The maple on campus with the asymmetrical foliage is probably suffering root stress, he says.
“When you see a top part of the tree looking like that, or there’s dead branches, it means the trouble is in the root zone,” he says.
Root rot, which can attack spruce and white pine, has been particularly hard on arborvitae shrubs and yews commonly used around homes, he says.
The shrubs’ needles brown and branches die from the disease, Kemery says.
Jeff Ford, owner of J&A Tree Care in Fort Wayne, says he’s also been seeing weather-related tree disease in evergreens.
“I’ve noticed a lot of white pines have died this year,” he says, noting that the species is intolerant of flooding.
“Since they store almost all their energy in their needles, if it’s extremely wet or dry for a period of time, they completely shut down,” he says. The hallmark is needles that turn light green.
A fungal condition called needle cast has hit spruce trees, Ford adds, leaving football-shaped black spots on the needles in its wake.
“I think it’s because it’s been cool,” he says.
Still the news on trees is not all bad.
Both gypsy moth defoliation and damage caused by the newly discovered emerald ash borer have been kept in check, say the experts who will speak on those topics at the seminar.
Sadov says the borer apparently has not spread beyond its two known Indiana sites.
“These ash borers attack trees under stress due to lack of rain, and we had a lot of rain, at least early in the season,” Sadov says.
“We could see an increase of borer problems next year,” he says, because the weather started to dry out in September, when the weather service reported rainfall was about an inch below normal.
Moughler says gypsy moths also have been kept in check by this summer’s weather.
“From what I’ve seen so far, the numbers seem somewhat down,” says Moughler, who keeps track of moths caught in traps. “We had some slight defoliation, but the treatments this year have done very well.”
Treatments might have been aided by a fungus that attacks moths.
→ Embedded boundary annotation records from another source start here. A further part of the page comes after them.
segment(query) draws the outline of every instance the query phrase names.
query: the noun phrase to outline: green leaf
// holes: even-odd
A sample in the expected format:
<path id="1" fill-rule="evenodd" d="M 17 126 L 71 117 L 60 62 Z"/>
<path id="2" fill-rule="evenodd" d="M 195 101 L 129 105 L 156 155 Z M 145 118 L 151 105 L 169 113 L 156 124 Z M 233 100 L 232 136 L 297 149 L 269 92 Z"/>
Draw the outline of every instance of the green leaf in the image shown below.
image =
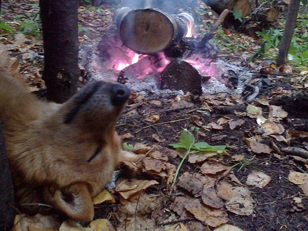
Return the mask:
<path id="1" fill-rule="evenodd" d="M 168 144 L 169 146 L 171 146 L 174 148 L 185 148 L 185 149 L 188 149 L 189 148 L 189 146 L 181 143 L 177 143 L 176 144 Z"/>
<path id="2" fill-rule="evenodd" d="M 14 31 L 14 29 L 13 29 L 11 26 L 10 26 L 7 23 L 6 23 L 4 21 L 0 22 L 0 28 L 11 32 Z"/>
<path id="3" fill-rule="evenodd" d="M 187 129 L 184 129 L 180 137 L 180 143 L 189 147 L 191 144 L 195 143 L 195 137 Z"/>
<path id="4" fill-rule="evenodd" d="M 192 148 L 196 148 L 197 149 L 201 149 L 204 148 L 208 148 L 211 146 L 206 142 L 198 142 L 195 143 L 192 146 Z"/>
<path id="5" fill-rule="evenodd" d="M 124 143 L 123 144 L 123 149 L 126 151 L 132 151 L 133 149 L 133 146 L 131 144 L 129 144 L 127 143 Z"/>

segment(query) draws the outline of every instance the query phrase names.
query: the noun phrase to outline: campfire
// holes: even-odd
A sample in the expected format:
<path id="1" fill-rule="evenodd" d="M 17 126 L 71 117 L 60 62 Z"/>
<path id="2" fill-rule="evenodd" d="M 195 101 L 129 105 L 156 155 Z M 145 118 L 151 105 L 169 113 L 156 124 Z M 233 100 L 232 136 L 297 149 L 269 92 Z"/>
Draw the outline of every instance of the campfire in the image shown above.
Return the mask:
<path id="1" fill-rule="evenodd" d="M 104 72 L 113 73 L 113 80 L 132 89 L 150 85 L 153 91 L 182 90 L 200 95 L 211 84 L 219 85 L 217 82 L 224 85 L 216 89 L 221 91 L 238 87 L 241 73 L 238 76 L 237 68 L 217 62 L 217 46 L 209 41 L 228 12 L 222 13 L 216 30 L 201 36 L 189 13 L 169 14 L 150 5 L 123 7 L 114 12 L 117 28 L 102 37 L 99 58 L 92 65 L 99 72 L 105 68 Z"/>

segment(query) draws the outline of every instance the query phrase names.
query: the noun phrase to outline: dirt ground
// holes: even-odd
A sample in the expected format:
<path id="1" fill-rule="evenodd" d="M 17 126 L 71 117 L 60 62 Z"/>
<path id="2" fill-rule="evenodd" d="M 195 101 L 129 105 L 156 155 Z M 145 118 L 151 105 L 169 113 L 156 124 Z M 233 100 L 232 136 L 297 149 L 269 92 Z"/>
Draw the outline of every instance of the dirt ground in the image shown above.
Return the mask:
<path id="1" fill-rule="evenodd" d="M 83 4 L 81 47 L 90 41 L 98 44 L 111 26 L 117 7 L 106 4 L 100 10 Z M 4 5 L 8 12 L 12 9 L 11 5 Z M 102 23 L 104 26 L 98 26 Z M 42 45 L 31 49 L 40 53 Z M 20 51 L 13 53 L 21 59 Z M 230 62 L 224 55 L 222 60 Z M 42 63 L 29 62 L 23 62 L 22 69 L 37 68 Z M 136 164 L 121 165 L 116 187 L 109 189 L 112 202 L 97 204 L 94 219 L 107 219 L 117 230 L 240 230 L 237 227 L 247 231 L 308 230 L 308 156 L 299 149 L 308 149 L 307 87 L 298 80 L 303 79 L 298 72 L 275 69 L 264 75 L 259 64 L 248 67 L 255 74 L 250 84 L 266 84 L 259 86 L 262 97 L 249 103 L 226 92 L 195 97 L 133 91 L 117 130 L 124 142 L 146 157 Z M 85 69 L 81 86 L 90 79 Z M 29 86 L 40 90 L 41 80 L 34 73 L 29 77 Z M 44 94 L 43 90 L 39 92 Z M 196 143 L 226 145 L 227 150 L 193 154 L 198 160 L 189 157 L 184 161 L 171 188 L 183 154 L 169 145 L 179 142 L 183 129 L 191 131 Z M 260 178 L 251 183 L 251 174 L 256 172 L 268 177 L 260 187 L 256 183 L 263 184 Z M 208 187 L 204 186 L 211 181 Z M 134 190 L 130 184 L 138 188 L 141 182 L 149 184 L 123 194 Z M 242 196 L 240 199 L 235 199 L 237 194 Z M 223 229 L 223 224 L 236 227 Z"/>

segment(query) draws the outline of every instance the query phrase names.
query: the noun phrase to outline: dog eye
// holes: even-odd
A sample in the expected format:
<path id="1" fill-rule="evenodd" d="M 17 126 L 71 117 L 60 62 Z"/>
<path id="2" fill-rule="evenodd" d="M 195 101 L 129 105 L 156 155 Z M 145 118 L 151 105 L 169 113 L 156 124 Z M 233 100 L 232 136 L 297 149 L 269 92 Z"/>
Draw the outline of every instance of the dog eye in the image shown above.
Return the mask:
<path id="1" fill-rule="evenodd" d="M 100 145 L 98 147 L 97 149 L 95 150 L 94 154 L 87 161 L 87 162 L 90 163 L 90 162 L 93 160 L 94 158 L 96 157 L 97 155 L 98 155 L 102 150 L 103 149 L 103 146 L 102 145 Z"/>

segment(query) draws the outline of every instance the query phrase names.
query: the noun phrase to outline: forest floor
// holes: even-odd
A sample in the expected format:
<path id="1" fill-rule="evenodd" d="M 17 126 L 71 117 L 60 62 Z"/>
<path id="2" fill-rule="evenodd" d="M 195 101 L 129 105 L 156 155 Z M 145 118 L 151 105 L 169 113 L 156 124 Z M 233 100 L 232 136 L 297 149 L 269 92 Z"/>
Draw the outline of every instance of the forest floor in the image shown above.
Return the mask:
<path id="1" fill-rule="evenodd" d="M 19 61 L 29 89 L 42 94 L 38 2 L 3 1 L 0 19 L 7 23 L 0 24 L 0 40 Z M 97 45 L 114 26 L 119 6 L 81 3 L 80 47 Z M 240 68 L 262 43 L 221 31 L 217 42 L 227 36 L 239 49 L 223 46 L 218 59 Z M 249 84 L 259 89 L 248 103 L 229 92 L 195 97 L 133 91 L 117 130 L 125 148 L 145 158 L 121 164 L 115 186 L 95 198 L 90 227 L 66 222 L 60 230 L 308 230 L 308 71 L 293 65 L 279 69 L 264 60 L 245 65 L 253 74 Z M 81 86 L 90 79 L 84 66 Z M 177 143 L 182 148 L 176 151 L 169 145 Z"/>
“I did see it in a few places,” he says.
To make trees, including ashes, less susceptible to damage, Kemery suggests they be thoroughly watered in the coming weeks. Trees need to go into winter with well-hydrated roots, he says.
“We had all this rain and people think it’s enough, but it doesn’t work that way,” Kemery says. “We actually went from flooding to drought in about three weeks’ time, and it’s tough, tough, tough on plants.”
Kemery says diseases and other problems of trees can take weeks, months and even years to show up. But, by learning the signs, homeowners can improve their chances of figuring out problems.